The bakehouse was silent. Across the courtyard in the castle kitchen a quarrel had broken out, there was the noise of a slamming door. Alys heard nothing.

She drew another triangle, inverted, binding the points for the earth, air and water.

'Come,' she said again. 'Come, my Lord, I need your powers.'

Delicately she stood, lifting her gown as carefully as a woman stepping on stones across a torrent. She stepped across the line, she broke the boundary, she stepped into the pentangle. She turned her head upwards, her head-dress slipped back and she closed her eyes. She smiled as if some power had flowed into her, from the fire, water, earth, air – from the flagstones beneath her feet, from the air which crackled and glowed around her head, from the radiating warmth of the bakehouse which was suddenly hot, exciting. 'Yes,' she said. There was nothing more.
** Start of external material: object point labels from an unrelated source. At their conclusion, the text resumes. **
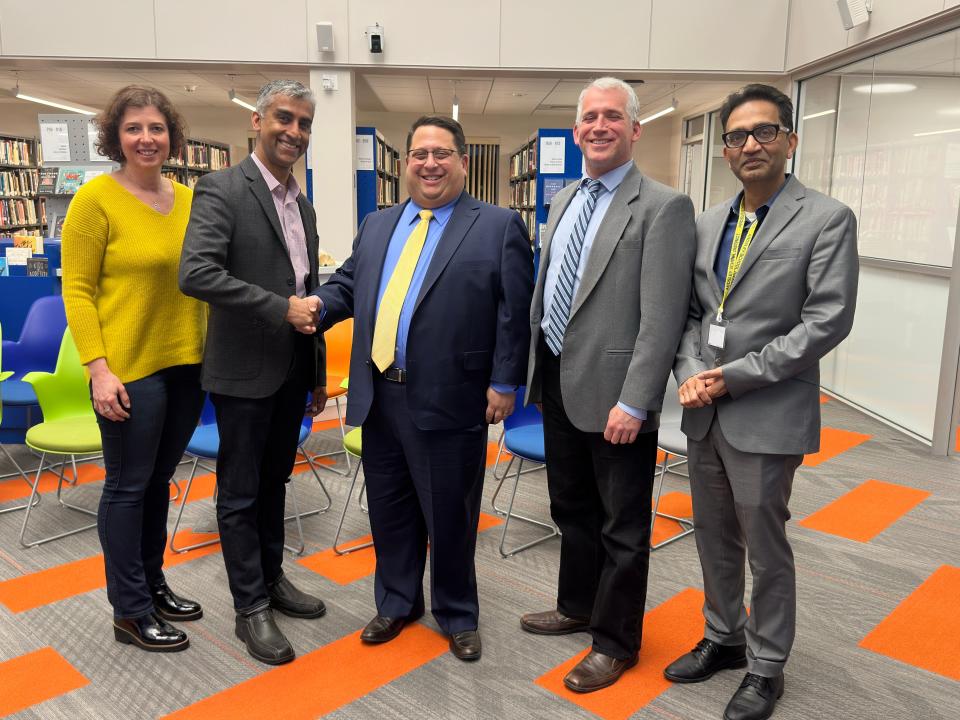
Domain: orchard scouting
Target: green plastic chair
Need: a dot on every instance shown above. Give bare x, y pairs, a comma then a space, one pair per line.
69, 427
20, 470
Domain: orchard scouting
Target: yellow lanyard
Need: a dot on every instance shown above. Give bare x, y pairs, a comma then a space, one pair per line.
738, 253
Alys stood for a long still moment, feeling the power rise through the soles of her feet, inhaling it with every breath, feeling it tingle in her fingertips. Then she straightened her head, pulled up her hood, smiled inwardly, secretly, and stepped out of the shape drawn on the floor.

She tipped the water back in the tub. She set the tins back on their hooks and swept, with one swift, careless movement, the shape of the pentangle from the dust of the floor. She untied the purse on her girdle. Morach's candlewax moppets were cool in her hand. Alys turned them over, smiling at the accurate detail of Hugo's face, her expression hardening when she saw the doll of Catherine with its obscene slit. She went to the pile of firewood stacked at the side of the oven and pulled out a log at the bottom of the pile. She pushed in the candlewax moppets as far as they would go, and then gently put the log back in place. She stepped back and looked critically at the pile. It looked undisturbed. She picked up a handful of dust from the floor and blew it over the log so that it was as pale and dusty as the others. 'Hide yourselves,' she said softly. 'Hide yourselves, my pretty little ones, until I come for you.' Then she sat before the fire and let it warm her. It was only then, as if she were only then ready to be found, that the servant came panting across the courtyard and glanced, without much hope, into the deserted bakehouse.